The action was in the ring itself, where women were not allowed to be. Handlers dressed in distinctive garb paraded two birds around the ring while the spectators shouted odds in a rising crescendo of noise. "Chock! Chock! Chock!" was being called by a large group of men, inviting takers on one of the birds at odds of 4:3. The birds themselves showed little desire to engage in combat and were eventually placed together in a wooden cage in the centre of the ring. The cage was removed quickly when one of the birds showed aggression towards the other, and the fight was declared over with the aggressor announced as the winner. I was somewhat relieved that I had not witnessed a killing as, though I find the custom interesting, I am not really keen about the violence. I am told that the metal spurs (taji) are so sharp as to inflict instantaneous death on the loser, but I am not sure whether I believe that. For those who have an interest, by the way, you can buy taji at many of the little antique shops along streets like Jalan Bakung Sari. They come in sets, contained in elaborately engraved wooden boxes. Try Yudha Antique (he only opens late in the afternoon). 

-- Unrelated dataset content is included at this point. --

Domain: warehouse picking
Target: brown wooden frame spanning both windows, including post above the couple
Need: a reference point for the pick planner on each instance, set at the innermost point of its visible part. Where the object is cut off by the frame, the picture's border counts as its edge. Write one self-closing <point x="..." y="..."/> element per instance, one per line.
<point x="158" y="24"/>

Cock fights used to be officially banned in Bali, although you could always find an illegal fight if you really wanted to. Most tourists were oblivious to the fact that one of the largest cockfights in Bali regularly took place in a vacant lot off Jalan Kartika, near the Santika hotel entrance. It seems in recent years, since the fall of Suharto, the practice is returning to the open again. Tana told us that there were now numerous cockfights around Bali, all of which took place with the full knowledge of the police. Police were easily bribed, he said, and if you encountered a policeman who refused a bribe you could always threaten him with sorcery if he didn't comply (cockfights are said to have very powerful mystical powers which can be directed against enemies and unbelievers). 

We left Penglipuran as the rain started and crept back to Kuta in a driving afternoon storm. Miraculously the storm cleared long enough for us to admire the view from a hillside temple at Bukit Jati where Tana produced a thermos with piping hot coffee and biscuits for us to enjoy on the side of the road. It was an opportunity to engage Ferry the driver, who had been silent most of the way. I was right about his non-Balinese appearance. It turned out that he was a Timorese refugee who had made his way to Bali a few years ago. He had decided to cut all his ties with Timor and now saw his future in Bali, where he had taken a Balinese wife. His family was still in Timor and he talked about them with incredible sadness, the more so because he believed that he would never see them again. 

The tour ended with all of us being deposited back at our hotels tired but satisfied. I didn't see Tom and Kylie again, and I can only hope that Tom's system survived the holiday and Kylie didn't punch up any Balinese drivers. The music teacher and her father arranged to join me again on another Tour East trip to Mt Batukau in a couple of days.

That evening I had a light snack in the noisy food hall at the Matahari Department Store. After indulging myself with the purchase of a few shirts I strolled back down Jalan Kartika to the hotel with plans to return to Celuk the next day to shop for silver.